Product: PowerShell Universal
Version: 5.6.12
Environment:
PSU Server: Docker (192.168.0.19)
PSU Agent: Windows Server 2019/2022 (192.168.0.43, Test-Server)
Network: Same subnet 192.168.0.0/24
Agent Type: Windows Service (PowerShell Universal Agent)
Problem Description:
The PSU Agent (Test-Server) successfully connects to the server and shows Status: Online in the UI with regular heartbeat updates. However, when attempting to execute scripts on this agent, all methods fail with gRPC connection errors.
Heartbeat updates regularly
Get-PSUComputer shows agent with Type: Agent, Status: Online
ICMP ping works between machines
Reverse direction (agent->server) TCP connections work
What Doesn’t Work:
Invoke-PSUScript -Script “test.ps1” -ComputerName “Test-Server”
Error: Status(StatusCode=“Unavailable”, Detail=“Error starting gRPC call. HttpRequestException: Unable to connect to the remote server”)
UI: Cannot select computer when creating/running scripts
Schedule with Computer parameter fails with same gRPC error
TCP port 5000 blocked from server->agent (but agent->server works)

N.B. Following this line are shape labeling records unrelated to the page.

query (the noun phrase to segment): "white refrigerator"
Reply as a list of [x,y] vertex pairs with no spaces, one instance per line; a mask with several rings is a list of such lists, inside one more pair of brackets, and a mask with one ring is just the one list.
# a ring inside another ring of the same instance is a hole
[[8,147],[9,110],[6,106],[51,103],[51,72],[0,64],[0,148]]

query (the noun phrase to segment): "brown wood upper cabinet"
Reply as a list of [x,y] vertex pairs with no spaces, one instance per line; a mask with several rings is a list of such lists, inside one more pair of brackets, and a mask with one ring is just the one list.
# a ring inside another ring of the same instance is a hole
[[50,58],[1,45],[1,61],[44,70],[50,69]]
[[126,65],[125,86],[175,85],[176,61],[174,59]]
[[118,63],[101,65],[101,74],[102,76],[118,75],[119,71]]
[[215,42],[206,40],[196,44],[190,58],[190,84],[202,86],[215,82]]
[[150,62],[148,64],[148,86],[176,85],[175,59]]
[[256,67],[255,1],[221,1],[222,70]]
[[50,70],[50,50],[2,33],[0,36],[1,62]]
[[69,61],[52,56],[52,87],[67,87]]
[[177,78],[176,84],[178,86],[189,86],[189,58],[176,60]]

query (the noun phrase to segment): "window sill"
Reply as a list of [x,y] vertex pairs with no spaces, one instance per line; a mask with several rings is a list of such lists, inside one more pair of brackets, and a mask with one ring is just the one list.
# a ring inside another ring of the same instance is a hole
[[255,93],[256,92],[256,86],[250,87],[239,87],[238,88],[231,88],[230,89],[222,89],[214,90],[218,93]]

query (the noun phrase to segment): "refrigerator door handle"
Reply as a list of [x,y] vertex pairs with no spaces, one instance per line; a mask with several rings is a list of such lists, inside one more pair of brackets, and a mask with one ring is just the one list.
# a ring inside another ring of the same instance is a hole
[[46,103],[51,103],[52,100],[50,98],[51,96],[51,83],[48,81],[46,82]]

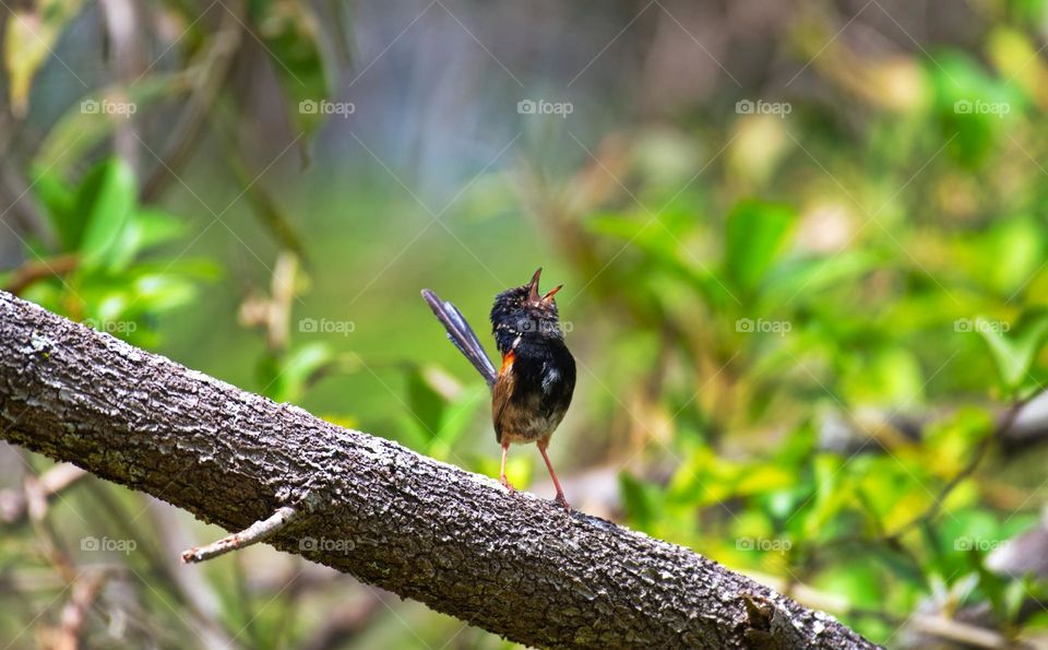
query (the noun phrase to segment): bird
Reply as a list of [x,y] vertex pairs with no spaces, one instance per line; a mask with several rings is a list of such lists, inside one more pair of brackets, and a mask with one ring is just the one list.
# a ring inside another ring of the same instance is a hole
[[575,358],[564,343],[553,298],[563,285],[539,294],[541,273],[539,268],[527,284],[508,288],[495,297],[490,319],[491,333],[502,355],[498,370],[457,307],[441,300],[430,289],[422,289],[422,297],[444,326],[448,338],[491,389],[495,439],[502,446],[499,472],[502,485],[514,492],[505,476],[510,445],[535,442],[557,488],[557,501],[570,511],[571,506],[546,449],[571,405],[575,390]]

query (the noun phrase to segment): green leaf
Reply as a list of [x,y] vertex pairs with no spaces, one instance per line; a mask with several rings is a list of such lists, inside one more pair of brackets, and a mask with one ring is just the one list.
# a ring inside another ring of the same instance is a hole
[[76,214],[76,192],[53,170],[37,175],[33,193],[58,235],[63,251],[74,251],[84,236],[84,220]]
[[424,368],[412,368],[407,373],[407,404],[429,438],[436,439],[444,414],[444,398]]
[[630,521],[641,530],[647,529],[657,516],[655,495],[652,488],[644,485],[629,472],[619,474],[619,489],[622,493],[622,504]]
[[332,358],[326,343],[310,343],[293,350],[274,381],[273,399],[278,402],[295,402],[306,391],[309,379]]
[[742,201],[728,215],[725,268],[736,286],[752,291],[786,248],[796,223],[786,205]]
[[479,383],[462,389],[448,402],[433,440],[434,450],[430,456],[442,458],[450,454],[452,447],[468,428],[477,410],[488,402],[490,394],[487,385]]
[[1024,315],[1013,332],[1005,331],[997,321],[981,317],[976,319],[975,324],[990,348],[1001,382],[1014,393],[1022,388],[1037,353],[1048,338],[1048,312]]
[[100,164],[84,179],[76,198],[76,210],[85,221],[80,246],[84,269],[100,267],[116,251],[136,197],[134,172],[120,158]]
[[184,232],[182,223],[169,214],[157,210],[140,210],[132,215],[107,256],[106,268],[109,271],[123,270],[141,251],[177,239]]
[[66,25],[80,11],[80,0],[44,0],[17,8],[8,16],[3,63],[12,113],[24,116],[29,104],[33,78],[53,54]]

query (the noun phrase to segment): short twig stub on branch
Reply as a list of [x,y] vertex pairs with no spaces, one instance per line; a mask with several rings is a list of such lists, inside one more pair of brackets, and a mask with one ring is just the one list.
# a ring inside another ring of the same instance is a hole
[[189,551],[183,551],[182,562],[186,564],[191,562],[204,562],[205,559],[218,557],[219,555],[229,553],[230,551],[243,548],[245,546],[250,546],[251,544],[257,544],[274,535],[277,531],[294,521],[297,517],[298,510],[285,506],[277,509],[277,511],[274,512],[269,519],[255,521],[239,533],[226,535],[217,542],[213,542],[206,546],[194,546]]

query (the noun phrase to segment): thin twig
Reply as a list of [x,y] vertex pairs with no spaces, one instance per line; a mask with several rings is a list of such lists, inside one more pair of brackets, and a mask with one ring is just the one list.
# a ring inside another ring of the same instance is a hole
[[204,562],[205,559],[218,557],[230,551],[257,544],[283,530],[287,524],[297,519],[298,516],[299,511],[295,508],[288,506],[278,508],[269,519],[255,521],[239,533],[226,535],[206,546],[193,546],[189,551],[182,552],[182,562],[186,564]]

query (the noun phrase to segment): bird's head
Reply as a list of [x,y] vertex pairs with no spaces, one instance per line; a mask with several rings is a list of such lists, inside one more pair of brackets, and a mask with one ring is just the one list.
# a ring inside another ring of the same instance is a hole
[[495,306],[491,307],[491,331],[500,348],[503,347],[503,342],[512,342],[517,336],[556,340],[564,338],[557,302],[553,299],[563,285],[539,294],[538,277],[541,273],[543,270],[538,269],[527,284],[508,288],[495,297]]

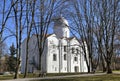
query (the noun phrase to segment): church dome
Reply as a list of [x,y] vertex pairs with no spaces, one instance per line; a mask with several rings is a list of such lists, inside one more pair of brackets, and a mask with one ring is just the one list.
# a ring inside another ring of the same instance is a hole
[[68,21],[64,17],[57,17],[54,21],[54,27],[68,27]]

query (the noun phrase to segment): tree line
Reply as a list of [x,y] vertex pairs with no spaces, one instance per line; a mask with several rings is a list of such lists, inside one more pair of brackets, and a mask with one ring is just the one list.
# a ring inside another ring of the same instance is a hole
[[28,74],[28,49],[32,34],[37,37],[38,69],[41,69],[46,34],[51,29],[54,17],[61,14],[68,19],[72,35],[82,43],[88,73],[99,64],[103,72],[112,73],[113,59],[119,57],[120,50],[120,0],[2,0],[0,3],[0,45],[10,37],[15,39],[14,78],[19,77],[21,44],[25,37],[24,78]]

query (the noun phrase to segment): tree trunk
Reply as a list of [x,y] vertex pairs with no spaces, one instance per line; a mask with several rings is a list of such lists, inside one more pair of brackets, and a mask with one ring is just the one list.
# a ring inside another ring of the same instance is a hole
[[18,62],[18,65],[16,66],[16,71],[15,71],[14,79],[19,78],[19,70],[20,70],[20,60]]
[[111,62],[107,61],[107,74],[111,74],[112,69],[111,69]]

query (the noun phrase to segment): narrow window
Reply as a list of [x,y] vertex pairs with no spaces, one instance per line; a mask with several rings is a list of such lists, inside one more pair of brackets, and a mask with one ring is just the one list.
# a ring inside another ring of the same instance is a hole
[[53,61],[57,61],[57,55],[53,54]]
[[76,51],[77,51],[77,54],[78,54],[79,53],[79,49],[77,48]]
[[78,59],[77,59],[77,57],[74,57],[74,61],[77,61]]
[[64,46],[64,52],[67,52],[67,46]]
[[75,53],[75,49],[74,48],[72,48],[72,53]]
[[64,60],[67,60],[67,55],[66,54],[64,54]]

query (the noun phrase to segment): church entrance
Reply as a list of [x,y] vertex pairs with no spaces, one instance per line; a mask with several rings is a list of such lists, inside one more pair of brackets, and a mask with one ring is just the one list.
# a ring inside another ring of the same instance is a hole
[[79,72],[79,67],[78,67],[78,66],[75,66],[75,67],[74,67],[74,70],[75,70],[75,72]]

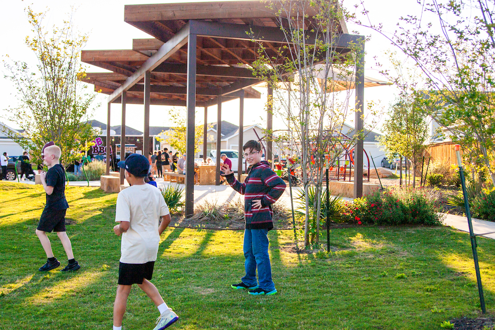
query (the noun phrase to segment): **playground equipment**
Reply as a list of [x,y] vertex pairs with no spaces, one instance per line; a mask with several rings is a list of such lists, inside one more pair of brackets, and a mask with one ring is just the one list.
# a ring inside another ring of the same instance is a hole
[[[326,137],[328,141],[338,141],[334,143],[331,146],[329,146],[327,150],[324,151],[324,153],[328,155],[329,154],[337,154],[337,157],[331,164],[328,164],[328,160],[325,164],[328,166],[328,176],[325,175],[323,178],[324,182],[328,180],[336,181],[350,182],[351,178],[353,176],[354,168],[354,148],[350,148],[350,145],[352,143],[352,140],[347,135],[341,132],[335,131],[333,134],[327,134]],[[337,139],[336,139],[337,138]],[[346,142],[347,143],[346,143]],[[317,157],[321,156],[321,152],[319,150],[316,150],[316,146],[312,148],[311,152],[311,162],[314,165],[316,161]],[[365,150],[363,150],[364,156],[365,156],[365,165],[367,164],[367,175],[365,181],[369,181],[370,171],[370,158],[368,153]],[[328,159],[328,158],[327,158]],[[297,159],[294,158],[288,158],[287,166],[293,165],[298,162]],[[291,176],[291,179],[294,183],[301,183],[300,178],[302,178],[302,169],[299,168],[291,169],[288,172],[289,175]]]

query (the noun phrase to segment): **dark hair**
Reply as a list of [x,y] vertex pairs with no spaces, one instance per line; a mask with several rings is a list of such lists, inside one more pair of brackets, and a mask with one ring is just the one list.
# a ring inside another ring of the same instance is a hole
[[244,144],[244,146],[243,147],[243,150],[246,150],[248,148],[251,151],[253,150],[260,151],[261,151],[261,143],[254,140],[249,140]]

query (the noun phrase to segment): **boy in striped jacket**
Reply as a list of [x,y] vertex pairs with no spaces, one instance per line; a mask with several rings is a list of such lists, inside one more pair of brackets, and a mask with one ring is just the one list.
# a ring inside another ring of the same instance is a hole
[[[277,293],[272,281],[272,270],[268,255],[268,231],[273,228],[271,205],[285,190],[285,183],[261,160],[261,144],[249,140],[243,147],[244,158],[249,165],[248,177],[242,184],[234,177],[234,172],[224,164],[222,170],[227,182],[235,190],[244,195],[246,229],[244,231],[244,266],[246,275],[240,283],[233,284],[234,289],[248,289],[249,294],[274,294]],[[256,278],[258,269],[259,285]]]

Troubleshooting Attempted:
Windows Firewall disabled on agent - no change
Created explicit firewall rules for ports 5000, 5985 - no change
Verified WinRM service running, listener active on 0.0.0.0:5000
Checked netstat on agent: 0.0.0.0:5000 LISTENING
WFP diagnostics show default BLOCK filters active but no ALLOW filter for port 5000
Restarted PSUAgent service multiple times
EventHub connection from agent to server confirmed (192.168.0.43->192.168.0.19:5000 Established)
Questions:
Should PSU Agent work entirely through EventHub without requiring server→agent gRPC connections?
If gRPC is required, how can we force WFP to allow these connections without system reboot (which is not possible in production)?
Is there a configuration to make PSU use only EventHub for agent communication, avoiding direct gRPC calls?
Note: Test-Server reboot is not an option due to 24/7 production requirements.